From left to right: Caroline Petit, Deputy Director United Nations Regional Information Centre (moderator), Antonella Santilli, Enel Green Power and Thierry Lucas, UNEP.

The screening at the Italian Cultural Institute was opened by Lucia Gotti Venturat, Producer of the film, and followed by a lively Q & A with contributions from Antonella Santilli,  Head of Sustainability of Enel Green Power, and Thierry Lucas, Coordinator of the Biodiversity and the Ecosystems Management Subprogramme, UNEP.

Antonella Santilli indicated that although the impact of the project on economic development is still being assessed, “on the field it is visible that the wealth and safety of the people is improving”.  The Barefoot College in India, where the trainings were given to the women, is in fact thinking of starting training centers elsewhere in the world such as Africa or Latin America, she noted.

The overall message from the documentary was one of hope and positive action.

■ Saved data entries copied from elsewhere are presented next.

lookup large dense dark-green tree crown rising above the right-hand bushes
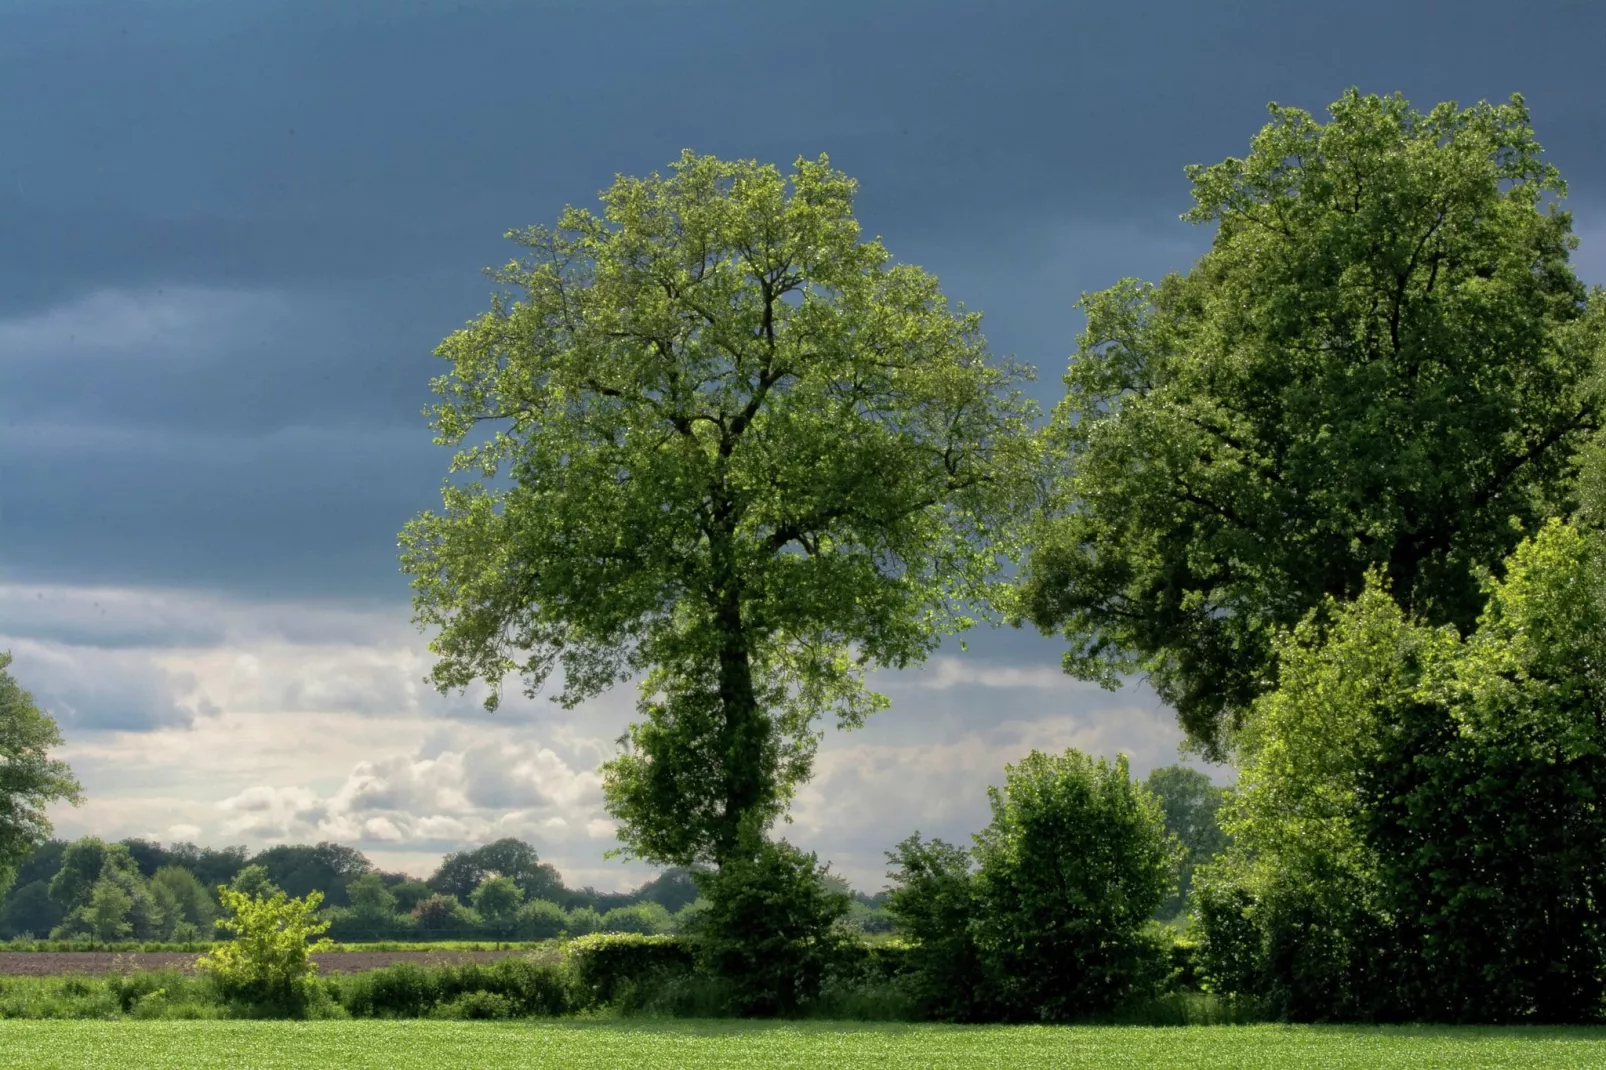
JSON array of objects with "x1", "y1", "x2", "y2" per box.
[{"x1": 1018, "y1": 90, "x2": 1606, "y2": 753}]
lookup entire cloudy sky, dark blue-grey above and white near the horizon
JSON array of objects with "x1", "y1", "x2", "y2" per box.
[{"x1": 0, "y1": 0, "x2": 1606, "y2": 890}]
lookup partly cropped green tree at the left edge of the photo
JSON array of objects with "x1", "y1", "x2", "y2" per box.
[{"x1": 0, "y1": 652, "x2": 80, "y2": 893}]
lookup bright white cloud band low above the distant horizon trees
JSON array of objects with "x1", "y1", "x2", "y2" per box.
[{"x1": 25, "y1": 585, "x2": 1207, "y2": 888}]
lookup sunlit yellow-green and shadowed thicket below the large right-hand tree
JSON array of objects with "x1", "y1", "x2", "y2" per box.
[{"x1": 1200, "y1": 522, "x2": 1606, "y2": 1022}]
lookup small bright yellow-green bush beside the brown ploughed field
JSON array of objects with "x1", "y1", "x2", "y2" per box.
[{"x1": 196, "y1": 885, "x2": 331, "y2": 1009}]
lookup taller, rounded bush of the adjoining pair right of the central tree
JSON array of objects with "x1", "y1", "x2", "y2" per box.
[{"x1": 973, "y1": 750, "x2": 1180, "y2": 1020}]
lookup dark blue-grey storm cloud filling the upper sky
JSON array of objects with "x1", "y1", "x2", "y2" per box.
[{"x1": 0, "y1": 0, "x2": 1606, "y2": 604}]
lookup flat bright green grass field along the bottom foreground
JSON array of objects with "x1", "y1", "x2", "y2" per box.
[{"x1": 0, "y1": 1022, "x2": 1606, "y2": 1070}]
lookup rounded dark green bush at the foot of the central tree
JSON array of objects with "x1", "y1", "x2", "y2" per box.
[{"x1": 689, "y1": 842, "x2": 851, "y2": 1015}]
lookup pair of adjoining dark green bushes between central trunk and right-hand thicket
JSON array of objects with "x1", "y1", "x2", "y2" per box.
[{"x1": 887, "y1": 750, "x2": 1180, "y2": 1022}]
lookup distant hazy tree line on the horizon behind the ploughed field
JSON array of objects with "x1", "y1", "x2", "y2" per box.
[{"x1": 0, "y1": 837, "x2": 891, "y2": 941}]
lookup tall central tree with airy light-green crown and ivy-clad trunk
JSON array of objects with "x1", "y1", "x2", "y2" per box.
[{"x1": 402, "y1": 153, "x2": 1036, "y2": 864}]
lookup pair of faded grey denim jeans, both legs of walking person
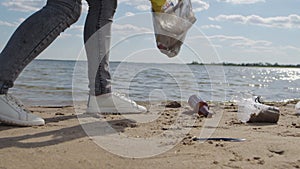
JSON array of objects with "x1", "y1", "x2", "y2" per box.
[{"x1": 0, "y1": 0, "x2": 117, "y2": 95}]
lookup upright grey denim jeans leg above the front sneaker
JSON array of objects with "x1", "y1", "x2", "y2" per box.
[{"x1": 84, "y1": 0, "x2": 117, "y2": 96}]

The role of women was considered crucial in development. “Women are in charge of transmitting education, so change starts with them” stated Thierry Lucas after the documentary screening, and that working with women is at the core of the work of the UN. 

Mr Lucas also explained UNEP’s en.lighten initiative, which was established to accelerate a global market transformation to environmentally sustainable, energy efficient lighting technologies, as well as to develop strategies to phase-out inefficient incandescent lamps to reduce CO2 emissions and the release of mercury from fossil fuel combustion.

“This documentary shows one of the many positive changes which are happening in the world.  It is about being convinced that you can make it happen, and they will make it happen”. The COP 21 in Paris is also one of these changes, it is of urgency that we come up with a legally binding agreement added Thierry Lucas during the lively Q&A with the audience.